The George W. Bush Sewage Plant
By Ron Beasley
How do we honor George W. Bush and best remember his presidency?
An Honor That Bush Is Unlikely to Embrace
SAN FRANCISCO — Reagan has his highways. Lincoln has his memorial. Washington has the capital (and a state, too). But President Bush may soon be the sole president to have a memorial named after him that you can contribute to from the bathroom.
From the Department of Damned-With-Faint-Praise, a group going by the regal-sounding name of the Presidential Memorial Commission of San Francisco is planning to ask voters here to change the name of a prize-winning water treatment plant on the shoreline to the George W. Bush Sewage Plant.
The plan, naturally hatched in a bar, would place a vote on the November ballot to provide “an appropriate honor for a truly unique president.”
Supporters say that they have plenty of signatures to qualify the initiative and that the renaming would fit in a long and proud American tradition of poking political figures in the eye.
“Most politicians tend to be narcissistic and egomaniacs,” said Brian McConnell, an organizer who regularly suits up as Uncle Sam to solicit signatures. “So it is important for satirists to help define their history rather than letting them define their own history.”

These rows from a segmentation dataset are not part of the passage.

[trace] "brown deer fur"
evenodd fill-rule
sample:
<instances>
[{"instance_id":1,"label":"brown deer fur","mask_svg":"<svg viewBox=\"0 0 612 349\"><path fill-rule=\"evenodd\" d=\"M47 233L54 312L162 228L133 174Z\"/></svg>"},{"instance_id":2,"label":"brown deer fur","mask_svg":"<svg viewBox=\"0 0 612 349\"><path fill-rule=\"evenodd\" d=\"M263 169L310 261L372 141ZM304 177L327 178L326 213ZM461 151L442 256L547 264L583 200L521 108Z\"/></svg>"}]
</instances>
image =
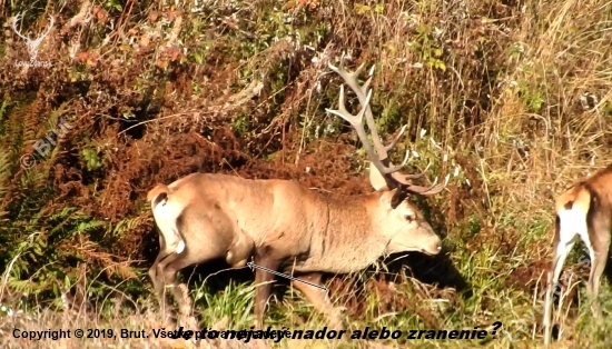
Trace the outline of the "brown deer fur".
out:
<instances>
[{"instance_id":1,"label":"brown deer fur","mask_svg":"<svg viewBox=\"0 0 612 349\"><path fill-rule=\"evenodd\" d=\"M225 258L234 268L254 258L258 266L322 285L323 273L362 270L388 253L440 252L441 239L407 197L434 195L445 185L413 186L406 179L422 174L397 172L386 151L401 134L385 148L371 127L377 150L374 153L361 123L364 114L368 124L374 122L367 106L371 94L365 93L369 80L364 86L356 83L363 66L354 73L330 67L347 81L363 106L358 116L348 114L340 89L340 110L329 111L357 130L371 158L369 180L376 191L333 198L295 181L214 173L191 173L169 186L157 185L147 200L160 231L160 252L149 275L162 306L165 286L174 286L179 312L187 316L191 307L187 287L177 285L176 273L216 258ZM260 328L274 275L259 269L255 275L255 315ZM295 281L292 285L327 317L332 327L343 328L340 313L333 308L326 290Z\"/></svg>"},{"instance_id":2,"label":"brown deer fur","mask_svg":"<svg viewBox=\"0 0 612 349\"><path fill-rule=\"evenodd\" d=\"M544 305L544 343L551 341L552 292L563 265L580 238L589 249L591 272L586 292L595 318L601 317L596 301L601 276L605 269L612 229L612 164L580 181L559 196L554 205L556 220L554 257L547 275Z\"/></svg>"}]
</instances>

I would also like to suggest the Richard B. Cheney Memorial Rendering Plant.
























The shit stops here...
Well, someone had to say it!
Posted by: Jim Et Al | June 25, 2008 at 11:49 PM
Sorry to have to say this, but this renaming a sewage plant for the president suggestion, along with the readers' comments it has engendered, represents a perfect example of why I decided to leave the Bay Area a while back after living there for 35 years. There are just too many entirely wrong-headed people there who think they're so, so clever when really they're just, sorry again but there's no other word for it, stupid. And smug. And childish. And at times vicious in an entirely cowardly way. It's really sad to remember what an anazing, classy place San Francisco once was, a place where people like these wouldn't be welcome or tolerated, let alone encouraged and admired. Sad, sad, sad. I feel bad for the people who are still stuck there and have to endure this nonsense every day.